Published by Awst Press, the stories in Marcelle Heath’s new short story collection Is That All There Is? come in three distinct flavors.
The first of these are the dream-like narratives of stories like “The Bluff,” where a woman named Mattie recalls the ghostly visage of a young girl and her terrier on the edge of a grassy cliff, or “Origin,” where a woman brushes her boss’ daughter’s hair only to find a small owl living it. These stories are unbound by any single time or location, and a single sentence might propel us through an adolescence or a life-long feud with a family member. But while they might seem strange or even confusing at first, they gradually begin to make sense in the context of the larger collection.
This is where the second type of stories come in. These are longer, much more traditional stories, which introduce many of the characters we will see throughout Heath’s book. They give us the backbone of the larger narrative. Take “Favorite,” for example, which follows the intrigue of two children, Marco and Sam, who are convinced that their brother Henry is the favorite in the family. Set against the backdrop of their sister Sunny and her mysterious illness (Sunny, who will grow up to be the woman from the “Origin” story), it is this second type of story which takes on the bulk of the collection and it is where Heath is able to show off her talents as a writer. The language is evocative yet terse, a single sentence never outstaying its welcome. Where a sentence might have two or three more clauses than the others, they are always followed by a heartstopping bullet of a rejoinder: “Before Sunny was sent away this time, Sam remembered her disappearing for days, their mother smoking in the parlor, tinned sardines and tomato water for supper. Sightings of her like coins dropped in a vending machine.”
The third type of story is much more difficult to describe. They are like punctures in the reality of the book. These stories—such as “Tallahassee” and “Lake Sammamish”—are never any longer than a few lines, but yet are still able to capture a bursting human emotion or feeling. Take the story, “Mall of America,” for instance, which perfectly articulates the absurdity of tragedy with nothing more than three lines. And while there are of course exceptions to these rules (the story, “The Nine Times Gretchen King Is Mistaken on July 12, 1980,” is written out as though the mistakes of a woman’s life could be boiled down to a shopping list), it speaks to the collection’s strong sense of style that the interconnective nature of the stories doesn’t ever feel disjointed.
This is accomplished in large part due to Heath’s heroines. Heath’s women are the centerpiece of the collection and also work as its connective tissue. While the collection will chronicle generations of differing families, no one story is given overarching importance. This is why the book remains a short story collection as opposed to a novel. But it is driven by these characters. Like Phyllis Bryce, the mother to Sonny, Henry and Macro, or Mary Jane, a portrait artist who flees to the South of America. Often we are introduced to these women at their lowest point; when their memory or sanity is failing them or when their marriages have just fallen apart. We are dropped, helplessly, into their POV and forced to understand them so that we can understand what is happening. (Indeed, the only time the book ever really fell flat for me was when characters were not quite striking enough in their initial story to be easily memorable when they reappear later). Many of these stories include adultery, cheating and even incest as chilling motives for the disasters behind these women’s lives, but Heath never paints her characters as victims.

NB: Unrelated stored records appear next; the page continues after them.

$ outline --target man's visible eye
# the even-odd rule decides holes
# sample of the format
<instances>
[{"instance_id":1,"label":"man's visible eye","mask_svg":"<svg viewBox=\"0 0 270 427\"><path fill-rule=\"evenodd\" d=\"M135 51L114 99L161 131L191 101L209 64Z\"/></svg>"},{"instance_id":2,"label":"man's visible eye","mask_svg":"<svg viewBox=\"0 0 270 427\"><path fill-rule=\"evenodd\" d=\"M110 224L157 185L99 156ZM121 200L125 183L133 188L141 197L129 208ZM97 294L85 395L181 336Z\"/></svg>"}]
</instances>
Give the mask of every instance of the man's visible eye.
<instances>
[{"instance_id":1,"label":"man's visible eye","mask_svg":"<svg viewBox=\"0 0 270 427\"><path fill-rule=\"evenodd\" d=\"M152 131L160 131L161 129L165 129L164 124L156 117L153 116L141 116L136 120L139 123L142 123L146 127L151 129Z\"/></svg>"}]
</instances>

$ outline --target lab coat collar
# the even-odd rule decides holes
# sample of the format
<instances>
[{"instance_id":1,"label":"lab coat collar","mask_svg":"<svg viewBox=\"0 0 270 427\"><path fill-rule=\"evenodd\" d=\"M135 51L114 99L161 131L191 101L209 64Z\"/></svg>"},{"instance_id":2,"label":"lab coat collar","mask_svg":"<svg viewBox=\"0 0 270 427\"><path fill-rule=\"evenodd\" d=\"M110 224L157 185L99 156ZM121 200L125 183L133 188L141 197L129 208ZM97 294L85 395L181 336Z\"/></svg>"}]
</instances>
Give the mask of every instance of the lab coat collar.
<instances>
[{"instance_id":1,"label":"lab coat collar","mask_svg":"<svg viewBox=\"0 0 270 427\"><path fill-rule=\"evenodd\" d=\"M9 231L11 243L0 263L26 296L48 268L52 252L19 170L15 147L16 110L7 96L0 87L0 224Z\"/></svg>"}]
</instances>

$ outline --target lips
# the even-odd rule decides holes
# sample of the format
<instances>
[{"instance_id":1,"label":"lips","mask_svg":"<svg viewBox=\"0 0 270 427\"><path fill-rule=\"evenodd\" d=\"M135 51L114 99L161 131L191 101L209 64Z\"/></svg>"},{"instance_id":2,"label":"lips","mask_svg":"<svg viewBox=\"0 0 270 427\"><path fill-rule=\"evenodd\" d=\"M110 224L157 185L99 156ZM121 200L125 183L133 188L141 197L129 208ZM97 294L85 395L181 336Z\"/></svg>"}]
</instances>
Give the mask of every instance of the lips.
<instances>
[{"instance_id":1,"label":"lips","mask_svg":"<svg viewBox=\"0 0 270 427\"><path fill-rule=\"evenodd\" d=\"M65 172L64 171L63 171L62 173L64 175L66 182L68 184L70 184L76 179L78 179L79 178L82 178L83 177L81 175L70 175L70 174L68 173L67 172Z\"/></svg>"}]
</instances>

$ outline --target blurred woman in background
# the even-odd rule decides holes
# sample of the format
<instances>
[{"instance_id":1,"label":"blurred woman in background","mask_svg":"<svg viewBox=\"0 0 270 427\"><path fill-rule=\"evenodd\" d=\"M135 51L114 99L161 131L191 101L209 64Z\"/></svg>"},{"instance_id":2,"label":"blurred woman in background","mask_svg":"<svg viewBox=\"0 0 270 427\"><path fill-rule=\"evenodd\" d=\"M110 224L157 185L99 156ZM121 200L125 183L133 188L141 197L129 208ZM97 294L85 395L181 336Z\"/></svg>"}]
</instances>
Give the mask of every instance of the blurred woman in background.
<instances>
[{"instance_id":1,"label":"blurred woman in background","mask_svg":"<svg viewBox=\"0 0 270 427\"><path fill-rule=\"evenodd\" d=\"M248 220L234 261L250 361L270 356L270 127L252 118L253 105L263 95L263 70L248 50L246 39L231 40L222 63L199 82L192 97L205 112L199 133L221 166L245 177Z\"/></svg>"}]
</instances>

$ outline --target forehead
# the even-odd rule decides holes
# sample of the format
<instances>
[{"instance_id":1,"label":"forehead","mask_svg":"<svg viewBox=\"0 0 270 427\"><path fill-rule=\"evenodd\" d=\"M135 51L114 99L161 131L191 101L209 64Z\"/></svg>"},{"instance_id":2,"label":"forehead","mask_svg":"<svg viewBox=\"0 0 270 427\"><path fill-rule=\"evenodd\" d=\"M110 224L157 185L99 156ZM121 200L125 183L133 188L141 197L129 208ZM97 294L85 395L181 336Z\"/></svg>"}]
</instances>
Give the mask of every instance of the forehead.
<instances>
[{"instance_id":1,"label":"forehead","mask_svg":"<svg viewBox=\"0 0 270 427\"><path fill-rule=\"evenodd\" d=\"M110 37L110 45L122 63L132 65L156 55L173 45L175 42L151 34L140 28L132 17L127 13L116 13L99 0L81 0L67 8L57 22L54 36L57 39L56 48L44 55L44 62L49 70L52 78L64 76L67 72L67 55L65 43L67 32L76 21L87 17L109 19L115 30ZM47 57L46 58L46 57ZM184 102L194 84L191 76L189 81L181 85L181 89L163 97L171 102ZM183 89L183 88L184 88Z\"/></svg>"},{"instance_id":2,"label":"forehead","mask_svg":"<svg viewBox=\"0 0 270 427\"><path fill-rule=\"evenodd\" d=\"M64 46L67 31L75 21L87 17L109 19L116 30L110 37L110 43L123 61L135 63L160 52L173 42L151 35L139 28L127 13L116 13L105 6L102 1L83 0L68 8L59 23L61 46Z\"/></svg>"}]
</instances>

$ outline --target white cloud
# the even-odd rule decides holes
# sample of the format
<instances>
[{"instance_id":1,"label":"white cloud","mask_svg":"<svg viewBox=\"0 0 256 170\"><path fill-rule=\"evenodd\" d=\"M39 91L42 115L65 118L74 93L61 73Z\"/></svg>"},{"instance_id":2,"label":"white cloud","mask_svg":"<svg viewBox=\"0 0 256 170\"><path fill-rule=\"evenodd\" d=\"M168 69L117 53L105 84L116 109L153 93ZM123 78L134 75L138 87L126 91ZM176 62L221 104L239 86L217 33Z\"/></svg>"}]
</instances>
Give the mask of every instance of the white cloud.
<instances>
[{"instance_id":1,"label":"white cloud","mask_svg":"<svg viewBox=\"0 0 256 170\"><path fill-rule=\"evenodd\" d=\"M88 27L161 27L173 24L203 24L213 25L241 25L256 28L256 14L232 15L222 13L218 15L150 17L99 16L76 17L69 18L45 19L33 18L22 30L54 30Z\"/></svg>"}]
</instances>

In fact, what really marks the collection as a whole is this feeling of beauty and elegance amongst both the day-to-day and the tragic. The shorter stories do this with short, sharp gut punches. Desperate cries to be heard breaking out of whatever time or space had captured them to begin with. But the longer stories will do it by taking you by surprise. Such as the revelation in “Mr. Putnam’s Sitting,” where Mary Jane reveals the struggles she has had with getting pregnant in two brief lines: One was lost. And another. But then, one cold night Mary Jane felt a bolting, fine-grained as ash, and nine months later Theo was born. Or in the touching “Nightswimming,” which chronicles a woman called Linda who has to maneuver the politics of her boss having an affair while also looking after her children, but which interrupts a trip to get ice cream to perfectly sum up the feeling of being more naked in your clothes than out of them.
It is overall a remarkable debut that is able to flick between characters, emotions and lifetimes without breaking a sweat. One where a single life is never unimportant no matter how it might appear from the outside.